Reply to Grigoriev et al., “Sequences of SARS-CoV-2 “Hybrids” with the Human Genome: Signs 1 of Non-coding RNA?”

High throughput sequencing reads from virally infected cells provide detailed information about both the infected host cells and invading viruses (1). For example, RNA-sequencing techniques from infected cells contains reads that unequivocally align to either the host or the viral transcriptomes, enabling quantification of host and viral gene expressions (2). Occasionally, there are reads with split characteristics, having one part (e.g., the 5’ end) unambiguously matching the host and another part (e.g., the 3’ end) clearly matching the viral genomes.
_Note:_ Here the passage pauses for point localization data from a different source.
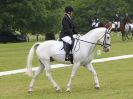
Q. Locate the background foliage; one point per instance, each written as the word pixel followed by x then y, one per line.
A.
pixel 44 16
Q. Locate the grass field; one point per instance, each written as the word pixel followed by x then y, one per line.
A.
pixel 116 77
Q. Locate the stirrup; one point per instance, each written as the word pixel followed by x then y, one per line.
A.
pixel 69 58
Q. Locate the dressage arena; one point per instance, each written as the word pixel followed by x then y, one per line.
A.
pixel 114 69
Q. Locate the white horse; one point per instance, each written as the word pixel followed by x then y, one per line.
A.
pixel 82 55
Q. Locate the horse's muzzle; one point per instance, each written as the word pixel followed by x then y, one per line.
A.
pixel 106 49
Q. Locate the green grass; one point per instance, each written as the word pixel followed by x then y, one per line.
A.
pixel 115 76
pixel 115 79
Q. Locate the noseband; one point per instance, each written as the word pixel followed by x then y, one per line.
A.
pixel 105 44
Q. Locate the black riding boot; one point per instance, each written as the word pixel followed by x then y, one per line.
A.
pixel 67 49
The split characteristic with unambiguous matching on either part is the key here, typically requiring convincing stretches of sequence matches such as >30bp that we used in our analysis (3). Such reads are termed host-virus chimeric reads (HVCRs). Indeed, HVCRs that surpass statistical reproducibility and signal-to-noise standards might carry novel insights into the biology of host-virus interactions (4, 5). Thus, it is important to unambiguously detect statistically rigorous and biologically relevant HVCRs. We and others have shown that detection of relevant HVCRs is complicated by unfaithful reverse-transcriptase and polymerase enzymes that template-switch during typical high throughput sequencing library preparation protocols (6–9).